🧬 Robust assembly, variant calling, and phasing of highly variable RNA viruses.

Researchers working with RNA viruses often face a major dilemma: how to select the right reference genome? On top of that, traditional analysis pipelines are often overly complex and cumbersome, making them extremely difficult for researchers without a strong bioinformatics background to use.

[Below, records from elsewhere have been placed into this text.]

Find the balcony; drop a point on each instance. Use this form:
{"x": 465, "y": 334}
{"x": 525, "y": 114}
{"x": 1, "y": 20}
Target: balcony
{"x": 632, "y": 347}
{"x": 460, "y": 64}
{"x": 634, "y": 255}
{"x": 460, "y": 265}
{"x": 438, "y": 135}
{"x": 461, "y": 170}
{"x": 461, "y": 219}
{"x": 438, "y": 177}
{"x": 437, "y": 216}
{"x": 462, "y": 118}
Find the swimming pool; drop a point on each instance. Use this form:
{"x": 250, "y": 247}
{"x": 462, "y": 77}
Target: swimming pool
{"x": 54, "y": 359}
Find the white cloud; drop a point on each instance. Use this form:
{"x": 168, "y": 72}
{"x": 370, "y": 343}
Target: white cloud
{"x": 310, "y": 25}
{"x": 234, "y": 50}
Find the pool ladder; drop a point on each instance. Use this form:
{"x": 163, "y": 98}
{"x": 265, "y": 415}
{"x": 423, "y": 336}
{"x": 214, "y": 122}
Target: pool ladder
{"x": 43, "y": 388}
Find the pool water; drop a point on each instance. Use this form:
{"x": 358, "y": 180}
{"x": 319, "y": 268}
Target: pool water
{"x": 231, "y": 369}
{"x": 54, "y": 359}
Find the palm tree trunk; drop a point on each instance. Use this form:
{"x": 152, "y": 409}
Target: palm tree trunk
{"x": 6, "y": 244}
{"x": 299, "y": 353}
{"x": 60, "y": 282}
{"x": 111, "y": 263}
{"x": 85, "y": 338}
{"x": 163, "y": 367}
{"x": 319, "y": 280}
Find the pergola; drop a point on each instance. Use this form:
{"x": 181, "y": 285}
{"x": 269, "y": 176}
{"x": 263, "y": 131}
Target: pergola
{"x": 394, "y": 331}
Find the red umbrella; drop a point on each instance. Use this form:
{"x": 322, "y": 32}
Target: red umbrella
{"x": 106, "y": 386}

After attempting various complex manual scripts, I finally locked onto the IRMA (Iterative Refinement Meta-Assembler) pipeline. It stands out because it is simple, fast, and accurate. It automates the tedious reference selection process, making it a friendly tool for everyone.

Table of Contents

1. What is IRMA?

IRMA was designed for the robust assembly, variant calling, and phasing of highly variable RNA viruses. Currently IRMA is deployed with modules for influenza, ebolavirus and coronavirus. IRMA is free to use and parallelizes computations for both cluster computing and single computer multi-core setups.

2. Download & Installation (via Conda)

The most convenient way to install IRMA and manage its complex dependencies (Perl, SAMtools, SSW) is via Conda (or Mamba).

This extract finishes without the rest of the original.